While not as dramatic as Carter’s 1980 blunder, Arizona Governor Doug Ducey, in seeking to advance his case for passing an ill-advised flat tax for the Grand Canyon State, shared the below post on social media:
Dr. Poulos may be a brilliant dentist but what does he know about economics?
He clearly does not know about geography considering Arizona borders California, Nevada, Utah, Colorado, and New Mexico.
He probably means competing with trickle-down tax cut to the fiscal bone states with Republican Governors (although Utah may fit those criteria as well.)
To make good economic policy, Mr. Ducey should consult more reputable economists. He should not speak with discredited supply-siders, and definitely not his dentist.
The Governor also posted this historically dubious assertion:
Mr. Ducey is clearly alluding to the Proposition 208-Invest in Ed Tax, the one where the wealthy mostly masquerading as small businesses where individuals making over $250,000 will pay a paltry $35.00 for every extra thousand dollars they earn and married families will contribute $70.00 for every thousand if they earn over $500,000.00
They are suffering too much.
They need that extra $70 for the next family meal at Denny’s.
Again, Governor Ducey is attempting to utilize tried and false right-wing economic dogma that tax cuts for the rich (sales taxes that impact the poor and middle class are okay) is the ticket to long-term economic stability and prosperity.
If that were the case, Democrats, with their history of being more willing to raise taxes would have a worse job creation record than Republicans. Is that accurate? Look below and judge.
It is interesting that Jimmy Carter presided over ten million jobs created in just four years than the 14 million Ronald Reagan, the political god of Supply Side-Voodoo Economics, created in eight.

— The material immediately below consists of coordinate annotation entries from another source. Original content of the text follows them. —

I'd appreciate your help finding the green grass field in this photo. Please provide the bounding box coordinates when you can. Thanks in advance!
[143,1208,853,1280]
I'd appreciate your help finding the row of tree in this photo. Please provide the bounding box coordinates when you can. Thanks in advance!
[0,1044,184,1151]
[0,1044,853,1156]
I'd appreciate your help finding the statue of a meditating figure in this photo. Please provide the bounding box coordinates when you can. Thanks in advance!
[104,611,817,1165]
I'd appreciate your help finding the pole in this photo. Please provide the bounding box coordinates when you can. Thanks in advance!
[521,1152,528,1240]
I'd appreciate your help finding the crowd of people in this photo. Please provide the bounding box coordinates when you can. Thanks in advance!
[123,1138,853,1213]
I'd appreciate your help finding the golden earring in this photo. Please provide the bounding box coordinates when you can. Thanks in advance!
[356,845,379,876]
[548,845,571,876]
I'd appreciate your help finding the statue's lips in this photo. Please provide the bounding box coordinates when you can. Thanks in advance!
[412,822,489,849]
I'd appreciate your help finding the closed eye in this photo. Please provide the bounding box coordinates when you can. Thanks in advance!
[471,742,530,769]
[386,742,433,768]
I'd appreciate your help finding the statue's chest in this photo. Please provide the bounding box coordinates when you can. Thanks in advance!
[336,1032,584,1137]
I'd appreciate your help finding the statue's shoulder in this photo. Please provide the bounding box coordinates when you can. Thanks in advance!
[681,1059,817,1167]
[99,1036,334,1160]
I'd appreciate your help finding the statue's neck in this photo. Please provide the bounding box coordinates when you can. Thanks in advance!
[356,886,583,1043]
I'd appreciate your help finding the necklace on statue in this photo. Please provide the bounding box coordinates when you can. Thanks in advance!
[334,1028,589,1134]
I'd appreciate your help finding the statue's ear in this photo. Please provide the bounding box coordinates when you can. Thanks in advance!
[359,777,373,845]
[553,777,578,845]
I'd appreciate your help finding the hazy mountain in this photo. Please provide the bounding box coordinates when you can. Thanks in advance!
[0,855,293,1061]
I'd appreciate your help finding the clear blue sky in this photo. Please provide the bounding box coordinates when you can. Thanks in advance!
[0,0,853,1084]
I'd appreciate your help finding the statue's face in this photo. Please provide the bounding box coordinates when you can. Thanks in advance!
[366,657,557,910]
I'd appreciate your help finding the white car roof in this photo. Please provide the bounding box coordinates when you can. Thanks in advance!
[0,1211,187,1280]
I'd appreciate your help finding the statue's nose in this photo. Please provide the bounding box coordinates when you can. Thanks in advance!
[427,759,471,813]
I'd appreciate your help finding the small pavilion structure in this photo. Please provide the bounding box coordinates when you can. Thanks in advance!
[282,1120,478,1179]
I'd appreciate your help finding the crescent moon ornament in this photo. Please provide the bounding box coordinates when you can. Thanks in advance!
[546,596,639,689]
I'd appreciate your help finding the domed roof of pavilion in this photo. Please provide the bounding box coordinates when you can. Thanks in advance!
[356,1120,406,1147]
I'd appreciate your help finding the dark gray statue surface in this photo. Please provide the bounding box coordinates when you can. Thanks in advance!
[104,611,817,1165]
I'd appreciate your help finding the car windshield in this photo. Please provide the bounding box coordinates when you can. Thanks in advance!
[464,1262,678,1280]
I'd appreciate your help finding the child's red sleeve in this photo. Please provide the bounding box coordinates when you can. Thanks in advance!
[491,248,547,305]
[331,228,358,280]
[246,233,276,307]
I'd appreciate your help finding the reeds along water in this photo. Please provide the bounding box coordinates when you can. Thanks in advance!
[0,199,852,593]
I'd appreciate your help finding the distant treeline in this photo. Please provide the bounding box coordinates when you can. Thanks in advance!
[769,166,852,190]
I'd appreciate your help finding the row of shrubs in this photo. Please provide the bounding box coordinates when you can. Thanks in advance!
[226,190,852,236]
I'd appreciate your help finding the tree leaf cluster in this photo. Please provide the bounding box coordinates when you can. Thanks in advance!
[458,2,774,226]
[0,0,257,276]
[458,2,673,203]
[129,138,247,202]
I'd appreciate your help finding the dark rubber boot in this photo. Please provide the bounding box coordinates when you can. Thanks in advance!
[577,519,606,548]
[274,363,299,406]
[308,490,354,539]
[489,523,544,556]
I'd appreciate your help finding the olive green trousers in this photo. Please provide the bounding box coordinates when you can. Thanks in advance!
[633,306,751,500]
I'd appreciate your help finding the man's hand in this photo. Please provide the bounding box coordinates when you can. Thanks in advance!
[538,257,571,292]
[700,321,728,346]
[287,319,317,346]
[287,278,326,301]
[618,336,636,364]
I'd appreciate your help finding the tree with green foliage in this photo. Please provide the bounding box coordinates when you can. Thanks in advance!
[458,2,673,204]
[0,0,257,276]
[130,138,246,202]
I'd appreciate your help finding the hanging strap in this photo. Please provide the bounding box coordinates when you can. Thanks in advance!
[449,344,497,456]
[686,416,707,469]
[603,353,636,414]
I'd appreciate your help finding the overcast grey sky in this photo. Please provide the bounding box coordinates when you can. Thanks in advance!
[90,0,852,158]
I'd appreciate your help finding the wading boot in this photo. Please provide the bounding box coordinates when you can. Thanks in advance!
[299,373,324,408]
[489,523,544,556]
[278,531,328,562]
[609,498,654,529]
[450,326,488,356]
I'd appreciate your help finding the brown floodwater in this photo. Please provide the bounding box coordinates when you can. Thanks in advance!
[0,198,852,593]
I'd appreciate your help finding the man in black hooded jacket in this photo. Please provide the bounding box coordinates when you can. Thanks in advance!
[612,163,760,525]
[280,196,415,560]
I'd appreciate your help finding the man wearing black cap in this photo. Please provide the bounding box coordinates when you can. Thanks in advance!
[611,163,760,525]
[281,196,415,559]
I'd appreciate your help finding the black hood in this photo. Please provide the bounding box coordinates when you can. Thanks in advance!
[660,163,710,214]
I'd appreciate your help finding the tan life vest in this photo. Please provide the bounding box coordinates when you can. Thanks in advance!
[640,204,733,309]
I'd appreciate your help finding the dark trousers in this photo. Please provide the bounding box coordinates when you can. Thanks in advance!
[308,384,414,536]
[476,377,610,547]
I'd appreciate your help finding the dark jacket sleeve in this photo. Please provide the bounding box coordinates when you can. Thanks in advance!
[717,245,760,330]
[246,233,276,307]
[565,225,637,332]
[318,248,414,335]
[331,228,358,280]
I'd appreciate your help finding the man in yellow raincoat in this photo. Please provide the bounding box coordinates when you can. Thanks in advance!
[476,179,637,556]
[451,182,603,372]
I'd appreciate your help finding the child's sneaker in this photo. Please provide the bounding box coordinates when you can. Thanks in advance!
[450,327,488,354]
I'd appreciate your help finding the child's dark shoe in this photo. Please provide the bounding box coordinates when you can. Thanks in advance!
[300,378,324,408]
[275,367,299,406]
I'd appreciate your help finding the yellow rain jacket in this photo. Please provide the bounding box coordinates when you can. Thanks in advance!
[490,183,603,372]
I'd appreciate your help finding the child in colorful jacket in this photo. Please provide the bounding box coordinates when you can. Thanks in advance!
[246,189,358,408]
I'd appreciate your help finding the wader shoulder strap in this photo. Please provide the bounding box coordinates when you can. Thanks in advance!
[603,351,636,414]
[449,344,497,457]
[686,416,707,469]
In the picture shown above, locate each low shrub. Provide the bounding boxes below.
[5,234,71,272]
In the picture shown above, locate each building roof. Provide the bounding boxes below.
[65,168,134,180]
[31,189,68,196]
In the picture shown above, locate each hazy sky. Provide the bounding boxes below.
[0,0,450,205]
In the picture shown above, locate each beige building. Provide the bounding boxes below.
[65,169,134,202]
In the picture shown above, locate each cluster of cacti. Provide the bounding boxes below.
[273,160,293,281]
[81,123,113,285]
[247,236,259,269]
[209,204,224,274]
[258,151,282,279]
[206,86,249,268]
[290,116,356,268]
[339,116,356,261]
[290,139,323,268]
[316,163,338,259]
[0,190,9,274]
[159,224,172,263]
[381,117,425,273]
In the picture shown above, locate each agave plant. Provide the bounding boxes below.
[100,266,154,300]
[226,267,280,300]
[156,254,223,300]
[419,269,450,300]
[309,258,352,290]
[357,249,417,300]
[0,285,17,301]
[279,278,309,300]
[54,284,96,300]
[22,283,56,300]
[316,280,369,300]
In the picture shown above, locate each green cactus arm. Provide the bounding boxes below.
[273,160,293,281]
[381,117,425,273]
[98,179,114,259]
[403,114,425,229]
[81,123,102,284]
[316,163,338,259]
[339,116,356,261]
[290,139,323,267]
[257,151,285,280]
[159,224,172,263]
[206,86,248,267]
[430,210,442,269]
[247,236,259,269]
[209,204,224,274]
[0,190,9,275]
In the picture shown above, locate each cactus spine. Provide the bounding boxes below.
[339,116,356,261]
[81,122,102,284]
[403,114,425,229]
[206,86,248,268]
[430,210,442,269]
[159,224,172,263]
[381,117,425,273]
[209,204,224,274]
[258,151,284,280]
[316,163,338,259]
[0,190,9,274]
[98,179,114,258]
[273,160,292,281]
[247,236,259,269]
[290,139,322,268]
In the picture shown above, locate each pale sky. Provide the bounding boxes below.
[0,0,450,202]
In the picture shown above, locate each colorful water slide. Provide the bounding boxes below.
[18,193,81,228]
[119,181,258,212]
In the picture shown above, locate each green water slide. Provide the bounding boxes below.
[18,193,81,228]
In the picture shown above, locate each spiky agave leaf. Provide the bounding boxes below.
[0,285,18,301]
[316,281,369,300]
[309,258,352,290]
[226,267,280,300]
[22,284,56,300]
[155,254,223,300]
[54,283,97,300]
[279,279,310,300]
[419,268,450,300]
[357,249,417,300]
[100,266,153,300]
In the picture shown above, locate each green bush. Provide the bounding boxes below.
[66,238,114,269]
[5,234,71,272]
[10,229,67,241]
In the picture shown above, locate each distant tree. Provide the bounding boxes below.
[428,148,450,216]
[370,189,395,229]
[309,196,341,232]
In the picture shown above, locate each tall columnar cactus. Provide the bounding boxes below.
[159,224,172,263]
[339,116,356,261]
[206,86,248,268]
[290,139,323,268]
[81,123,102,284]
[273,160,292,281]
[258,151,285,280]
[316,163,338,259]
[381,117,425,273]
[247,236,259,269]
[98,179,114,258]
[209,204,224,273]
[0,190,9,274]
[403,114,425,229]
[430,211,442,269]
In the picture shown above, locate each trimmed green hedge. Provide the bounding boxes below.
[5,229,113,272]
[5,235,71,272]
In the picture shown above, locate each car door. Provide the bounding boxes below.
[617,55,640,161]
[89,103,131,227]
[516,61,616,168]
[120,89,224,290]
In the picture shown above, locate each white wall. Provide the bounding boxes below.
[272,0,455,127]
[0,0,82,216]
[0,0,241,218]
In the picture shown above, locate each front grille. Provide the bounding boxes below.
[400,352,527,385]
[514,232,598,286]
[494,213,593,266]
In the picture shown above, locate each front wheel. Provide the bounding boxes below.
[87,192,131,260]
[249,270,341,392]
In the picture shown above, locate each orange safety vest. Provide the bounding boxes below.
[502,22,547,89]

Of the four Presidents who were in office when ten million or more jobs were created, three were Democrats (Johnson, Carter, and Clinton.)
To be fair to Trump, a global pandemic did hurt his numbers but his economic performance before the Coronavirus was really nothing more than a continuation of trends that started in the Obama/Biden Administration.
Moving Forward with the State Budget
The State Budget appears to be at an impasse in the Arizona House of Representatives. Legislative District Five Representative Regina Cobb, according to the June 18, 2021, Yellow Sheet, apparently called local governments and some legislators who support them too “greedy” in their demands.
The people wanting to give the ultra-wealthy a tax cut so they will not be burdened by paying more toward fully funding public schools are accusing the people who want to fully fund the police of being greedy.
Who is the law and order party here? Not Cobb’s.
Who are the ones willing to sacrifice public safety to help their donors recover from a $35.00 per thousand tax cut? Cobbs.
Over in the Senate, fringe Legislative District 16 Senator Kelly Townsend has said she will keep that body in session unless there is agreement on a vote to audit the November ballot results on Proposition 208-Invest in Ed. That is the proposition that had a margin of victory of 113,000 votes and Ducey’s COVID State of Emergency ends (to be fair, in this case, Ducey can not have it both ways by reopening the state and keeping the state of emergency-which is it? Maybe he should ask his dentist for advice.)
The House Republican leadership, reluctant to do what is right and negotiate a fair budget deal with Democrats, have said they will prepare a skinny budget so the state does not shut down in July.
Democratic House Leader Reginald Bolding, in comments to AZ Central, said that with a budget surplus, there was no need for a skinny budget, and “instead of having conversations about tax cuts, we should be having conversations about investments.”
If Joe Biden and Democrats in Washington, despite the odds against them, can find time to try and find bipartisan solutions with Republicans, then Doug Ducey and the Republicans in Arizona can set aside a few days to try and reach a deal with the Grand Canyon State Democrats.
Maybe Mr. Ducey should ask his dentist and see what he thinks.